Ran Ultimate boot cd for windows, loaded the remote registry. Found that the Userinit key wasn't even there. Added it where Trapp mentioned, and rebooted. Now I'm at a desktop, at trying to assess the damage. So far, I've noticed AVG is fubar, and so is their ethernet connection. Not sure if thats a hardware issue though. I'll keep updating as I proceed.
 
Ran Ultimate boot cd for windows, loaded the remote registry. Found that the Userinit key wasn't even there. Added it where Trapp mentioned, and rebooted. Now I'm at a desktop, at trying to assess the damage. So far, I've noticed AVG is fubar, and so is their ethernet connection. Not sure if thats a hardware issue though. I'll keep updating as I proceed.
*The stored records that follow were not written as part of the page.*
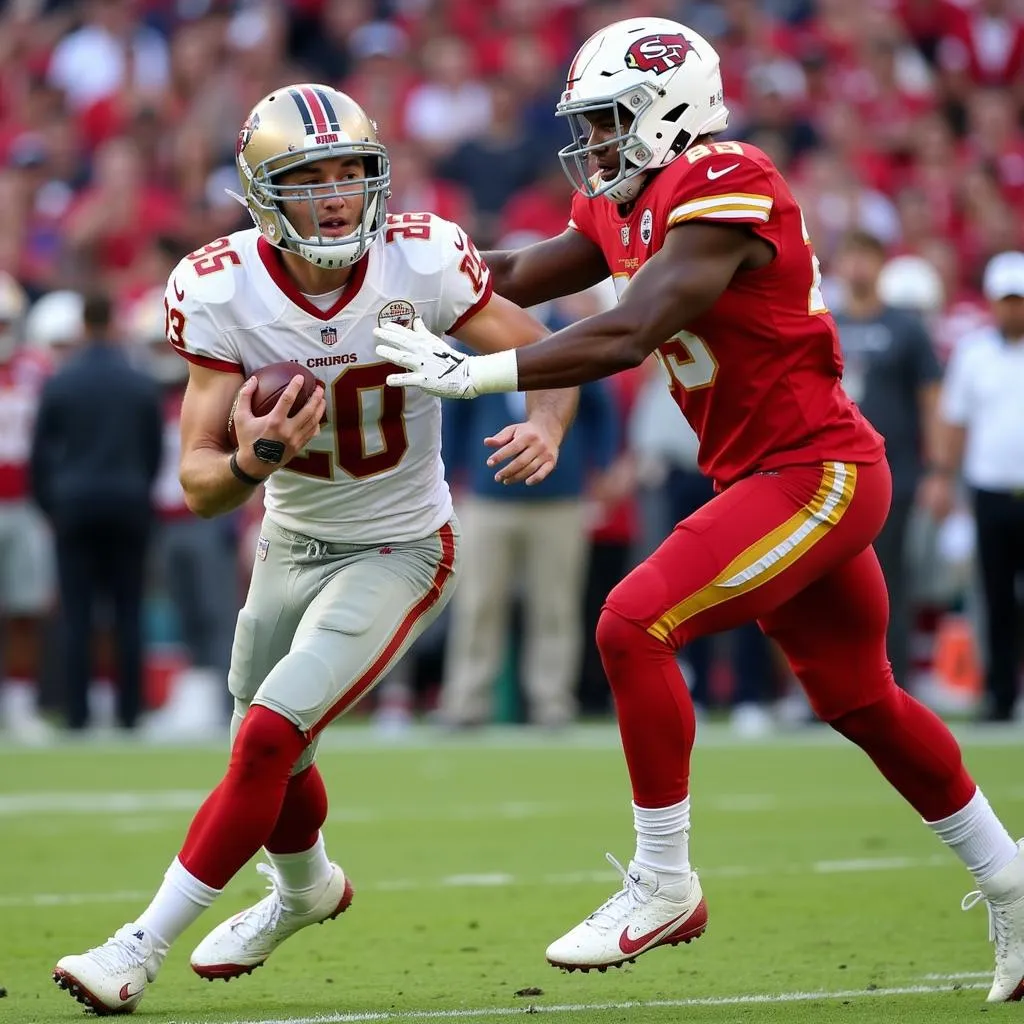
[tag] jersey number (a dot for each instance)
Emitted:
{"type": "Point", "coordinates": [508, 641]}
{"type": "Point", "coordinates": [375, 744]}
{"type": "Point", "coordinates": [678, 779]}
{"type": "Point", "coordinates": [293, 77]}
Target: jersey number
{"type": "Point", "coordinates": [815, 300]}
{"type": "Point", "coordinates": [687, 360]}
{"type": "Point", "coordinates": [369, 426]}
{"type": "Point", "coordinates": [214, 257]}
This is starting to sound like an issue I had a few weeks back. I had to do the same thing with the userinit.exe - also got the desktop back with AVG screwed up and the network connections screwed. After tinkering for an hour I ended up doing a repair install and it fixed everything.
 
Ran Ultimate boot cd for windows, loaded the remote registry. Found that the Userinit key wasn't even there. Added it where Trapp mentioned, and rebooted. Now I'm at a desktop, at trying to assess the damage. So far, I've noticed AVG is fubar, and so is their ethernet connection. Not sure if thats a hardware issue though. I'll keep updating as I proceed.
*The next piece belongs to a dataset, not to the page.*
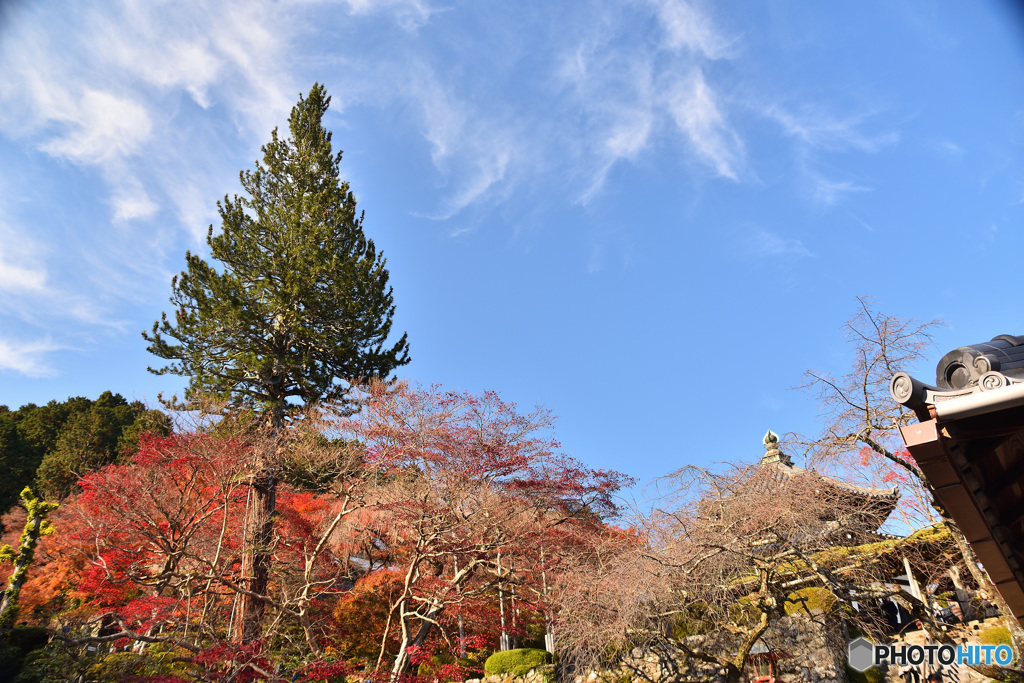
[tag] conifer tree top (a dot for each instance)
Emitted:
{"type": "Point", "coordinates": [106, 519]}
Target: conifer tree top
{"type": "Point", "coordinates": [298, 305]}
Anything more to report on the virus removal? What about using FSTW to backup the user data, wiping out the partition, reinstalling Windows and applications, and restoring the user data. That way, you don't have to figure out what damage might have been caused by the virus. Unless the client doesn't have the installation discs or license key codes, which would be a bit of a problem.